Stephen Dempe: Transformation of bilevel optimization problems into single level ones

Bilevel optimization problems are hierarchical problems where the second (or lower level) problem is a parametric optimization problem. For solving it we need to transform it into a single level problem. This can be realized using various approaches: we can replace the lower level problem using its Karush-Kuhn-Tucker optimality conditions, apply Lagrange, Wolfe as well as Mond-Weir duality or formulate a new constraint involving its optimal value function. Topic of the presentation are relations between the bilevel optimization problem and its single level transformations, and also properties of the latter problems.

Ivana Ljubic: Bilevel Optimization Under Uncertainty

Significant algorithmic advances in the field of computational bilevel optimization allow us to solve much larger and also more complicated problems today compared to what was possible two decades ago. This results in more and more challenging bilevel problems that researchers try to solve today. In this talk, we will focus on one of these more challenging classes of bilevel problems: bilevel optimization under uncertainty. We will discuss classical ways of addressing uncertainties in bilevel optimization using stochastic or robust techniques. Moreover, the sources of uncertainty in bilevel optimization can be much richer than for usual, single-level problems, since not only the problem's data can be uncertain but also the (observation of the) decisions of the two players can be subject to uncertainty. Thus, we will also discuss bilevel optimization under limited observability, the area of problems considering only near-optimal decisions, and intermediate solution concepts between the optimistic and pessimistic cases.

The talk is based on joint work with Yasmine Beck and Martin Schmidt.

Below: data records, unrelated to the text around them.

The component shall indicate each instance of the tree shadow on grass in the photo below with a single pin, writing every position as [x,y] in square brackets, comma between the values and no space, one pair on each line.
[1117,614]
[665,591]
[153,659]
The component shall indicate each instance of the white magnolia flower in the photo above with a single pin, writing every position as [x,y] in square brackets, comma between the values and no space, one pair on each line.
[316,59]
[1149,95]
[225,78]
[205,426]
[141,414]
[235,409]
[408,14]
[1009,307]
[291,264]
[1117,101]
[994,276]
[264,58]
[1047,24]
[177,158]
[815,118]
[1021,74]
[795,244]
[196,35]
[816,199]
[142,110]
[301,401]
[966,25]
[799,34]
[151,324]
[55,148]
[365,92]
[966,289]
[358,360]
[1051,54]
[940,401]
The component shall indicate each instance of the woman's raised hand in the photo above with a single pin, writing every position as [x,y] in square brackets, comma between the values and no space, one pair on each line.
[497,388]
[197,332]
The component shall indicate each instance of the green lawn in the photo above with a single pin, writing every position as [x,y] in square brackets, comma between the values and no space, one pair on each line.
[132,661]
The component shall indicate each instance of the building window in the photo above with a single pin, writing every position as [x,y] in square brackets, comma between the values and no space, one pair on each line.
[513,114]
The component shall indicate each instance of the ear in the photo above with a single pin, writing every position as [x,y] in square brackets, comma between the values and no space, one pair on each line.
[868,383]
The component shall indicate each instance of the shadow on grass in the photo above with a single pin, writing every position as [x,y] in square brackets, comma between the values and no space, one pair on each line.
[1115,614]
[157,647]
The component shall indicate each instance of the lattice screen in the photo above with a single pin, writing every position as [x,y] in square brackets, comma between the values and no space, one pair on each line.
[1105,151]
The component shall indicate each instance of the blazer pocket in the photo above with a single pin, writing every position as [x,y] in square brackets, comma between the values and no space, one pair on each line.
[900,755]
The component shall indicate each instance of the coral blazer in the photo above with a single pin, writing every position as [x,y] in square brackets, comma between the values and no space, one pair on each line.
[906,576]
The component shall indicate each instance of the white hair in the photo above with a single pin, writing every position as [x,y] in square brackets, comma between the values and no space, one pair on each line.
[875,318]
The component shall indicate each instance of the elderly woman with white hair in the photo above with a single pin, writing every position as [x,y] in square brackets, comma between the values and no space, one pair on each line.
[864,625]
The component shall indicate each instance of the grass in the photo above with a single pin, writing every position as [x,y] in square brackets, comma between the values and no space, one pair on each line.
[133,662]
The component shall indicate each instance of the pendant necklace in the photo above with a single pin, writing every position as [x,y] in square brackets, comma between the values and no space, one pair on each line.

Martin Schmidt: Matchmaking Bilevel and Γ-Robust Optimization

Robust optimization is a prominent approach in optimization to deal with uncertainties in the data of the optimization problem by hedging against the worst-case realization of the uncertain event. Doing this
usually leads to a multilevel structure of the mathematical formulation that is very similar to what we are used to consider in bilevel optimization. Hence, these two fields are closely related but the study of their combination is still in its infancy. In this talk, we show how branch-and-cut methods can be derived for solving discrete bilevel problems in which the follower tackles uncertainties in a Γ-robust way. Moreover, we discuss structural
results showing that the Γ-robust bilevel problem can be solved by solving a polynomial set of nominal, i.e., certain, bilevel problems. By doing so, we generalize the famous result by Bertsimas and Sim for combinatorial optimization to combinatorial bilevel optimization.

The talk is based on joint work with Yasmine Beck and Ivana Ljubić.

Jane J. Ye: Recent developments in solving bilevel programming problems

A bilevel programming problem is a sequence of two optimization problems where the constraint region of the upper level problem is determined implicitly by the solution set to the lower level problem. It can be used to model a two-level hierarchical system where the two decision makers have different objectives and make their decisions on different levels of hierarchy. Recently, more and more applications including those in machine learning have been modelled as bilevel optimization problems. In this talk, I will report some recent developments in optimality conditions and numerical algorithms for solving this class of very difficult optimization problems.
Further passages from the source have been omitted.